The best sample should have the following properties:
- It should be relevant to the problem of analysis
- Let’s say the average age of the Indian population is 45, while the same for a sample is 28. Will the vaccine manufactured based on sample data work for the population? It might fail for older sections of the nation. Hence, the sample’s mean should represent the population’s mean.
- Will the vaccine work if the variability of the population is not the same as the sample? For example, population data might have a maximum age of 75 and minimum age of 18 (range is 57), wherein sample data might have a maximum age of 45 and minimum age of 25 (range is 20). The vaccine might fail if the distribution of the data points is not the same across both datasets. If the sample does not reflect the same, the vaccine will fail in its efficacy for all people. Hence the variability of the sample data should be similar to the populations.
- Overall sample data should represent all the population classes, which can be achieved with the proper sampling technique.
Statistic vs. Parameter
Statistic: It’s a sample metric like sample means and standard deviation. This is a measurable quality.

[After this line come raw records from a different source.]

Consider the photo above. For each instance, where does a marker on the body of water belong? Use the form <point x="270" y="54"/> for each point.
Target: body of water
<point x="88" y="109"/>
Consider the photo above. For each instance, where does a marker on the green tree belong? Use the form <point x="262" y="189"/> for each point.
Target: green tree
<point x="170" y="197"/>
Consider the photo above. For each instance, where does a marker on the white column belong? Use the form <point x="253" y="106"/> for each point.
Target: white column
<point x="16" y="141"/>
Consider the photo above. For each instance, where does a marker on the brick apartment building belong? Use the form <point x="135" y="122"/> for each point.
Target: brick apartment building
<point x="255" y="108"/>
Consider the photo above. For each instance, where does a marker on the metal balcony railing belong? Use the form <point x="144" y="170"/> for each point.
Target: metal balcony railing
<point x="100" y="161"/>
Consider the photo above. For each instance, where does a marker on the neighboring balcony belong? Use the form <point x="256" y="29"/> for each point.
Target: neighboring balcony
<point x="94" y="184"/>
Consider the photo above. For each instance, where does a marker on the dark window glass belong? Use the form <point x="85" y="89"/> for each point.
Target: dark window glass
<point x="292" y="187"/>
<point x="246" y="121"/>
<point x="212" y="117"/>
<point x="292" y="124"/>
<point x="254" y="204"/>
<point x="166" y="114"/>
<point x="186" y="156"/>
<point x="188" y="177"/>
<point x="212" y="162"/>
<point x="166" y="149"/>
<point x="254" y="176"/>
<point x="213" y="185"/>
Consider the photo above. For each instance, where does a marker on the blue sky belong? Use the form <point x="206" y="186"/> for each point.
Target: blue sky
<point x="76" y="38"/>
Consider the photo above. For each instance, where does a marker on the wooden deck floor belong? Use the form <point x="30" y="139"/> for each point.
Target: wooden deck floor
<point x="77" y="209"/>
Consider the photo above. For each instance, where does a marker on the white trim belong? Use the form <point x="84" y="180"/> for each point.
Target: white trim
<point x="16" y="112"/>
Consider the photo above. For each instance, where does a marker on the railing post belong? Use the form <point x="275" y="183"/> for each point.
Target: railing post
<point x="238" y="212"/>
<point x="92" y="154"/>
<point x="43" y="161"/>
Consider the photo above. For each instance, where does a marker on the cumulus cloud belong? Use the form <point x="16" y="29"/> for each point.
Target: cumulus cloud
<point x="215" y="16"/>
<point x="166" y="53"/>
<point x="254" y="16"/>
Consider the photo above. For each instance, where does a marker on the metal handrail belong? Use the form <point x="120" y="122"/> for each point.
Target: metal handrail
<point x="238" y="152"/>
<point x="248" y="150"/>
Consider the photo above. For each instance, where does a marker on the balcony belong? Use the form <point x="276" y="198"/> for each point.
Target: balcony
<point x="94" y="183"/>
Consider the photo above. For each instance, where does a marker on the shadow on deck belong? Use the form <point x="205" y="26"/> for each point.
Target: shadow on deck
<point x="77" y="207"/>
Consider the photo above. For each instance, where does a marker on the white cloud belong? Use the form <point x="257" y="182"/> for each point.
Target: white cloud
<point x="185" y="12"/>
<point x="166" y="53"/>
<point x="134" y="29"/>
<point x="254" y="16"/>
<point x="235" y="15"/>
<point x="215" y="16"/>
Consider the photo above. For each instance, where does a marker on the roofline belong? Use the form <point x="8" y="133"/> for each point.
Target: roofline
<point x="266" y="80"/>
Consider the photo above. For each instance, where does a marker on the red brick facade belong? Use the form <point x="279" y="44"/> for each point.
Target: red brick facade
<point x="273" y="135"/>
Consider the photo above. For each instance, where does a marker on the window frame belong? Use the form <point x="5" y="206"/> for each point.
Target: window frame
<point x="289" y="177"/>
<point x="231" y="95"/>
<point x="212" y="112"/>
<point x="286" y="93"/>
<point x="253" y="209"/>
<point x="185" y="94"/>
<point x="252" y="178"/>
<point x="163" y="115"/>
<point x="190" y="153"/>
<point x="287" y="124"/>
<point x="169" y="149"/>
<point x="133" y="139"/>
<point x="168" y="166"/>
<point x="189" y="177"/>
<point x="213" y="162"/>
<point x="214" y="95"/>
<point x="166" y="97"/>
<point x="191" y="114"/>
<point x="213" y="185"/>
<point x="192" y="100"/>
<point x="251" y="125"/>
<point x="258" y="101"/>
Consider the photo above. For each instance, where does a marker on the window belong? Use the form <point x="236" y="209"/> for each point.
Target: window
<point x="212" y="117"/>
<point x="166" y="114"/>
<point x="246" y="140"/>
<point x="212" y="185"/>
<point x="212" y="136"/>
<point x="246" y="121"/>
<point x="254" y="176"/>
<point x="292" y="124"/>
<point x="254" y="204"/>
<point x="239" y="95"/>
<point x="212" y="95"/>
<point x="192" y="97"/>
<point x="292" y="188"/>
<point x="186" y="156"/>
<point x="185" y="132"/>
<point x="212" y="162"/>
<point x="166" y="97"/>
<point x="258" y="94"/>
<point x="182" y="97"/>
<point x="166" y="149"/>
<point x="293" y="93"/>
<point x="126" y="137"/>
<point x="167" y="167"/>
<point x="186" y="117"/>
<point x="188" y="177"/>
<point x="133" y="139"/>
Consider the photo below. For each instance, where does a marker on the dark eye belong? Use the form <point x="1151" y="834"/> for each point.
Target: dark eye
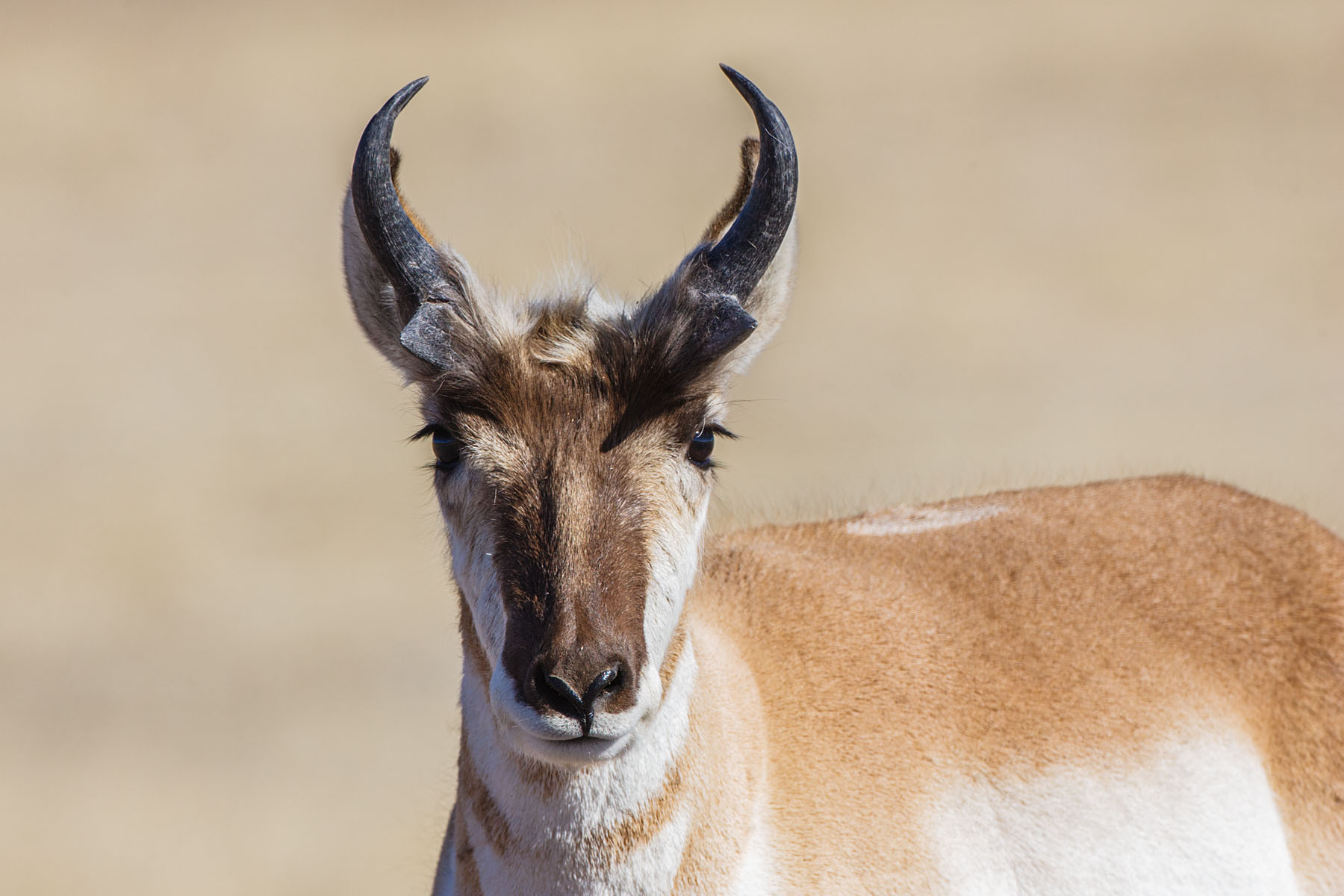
<point x="702" y="447"/>
<point x="448" y="450"/>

Parameter: This is the counterpart metric for the population. We conclude parameters based on statistics. Examples are population mean and population standard deviation.
We have seen the sample and population, the need for each, and their challenges. While the population is the entire galaxy of the data, the sample is its subset. The best sample includes a similar distribution of the population data. We have understood what challenges the vaccine manufacturing company endures concerning data collection from the population. It’s impractical, inaccessible, inconvenient, and unmanageable costs and time to collect population data. The best way forward is to sample data from the same population of a smaller size.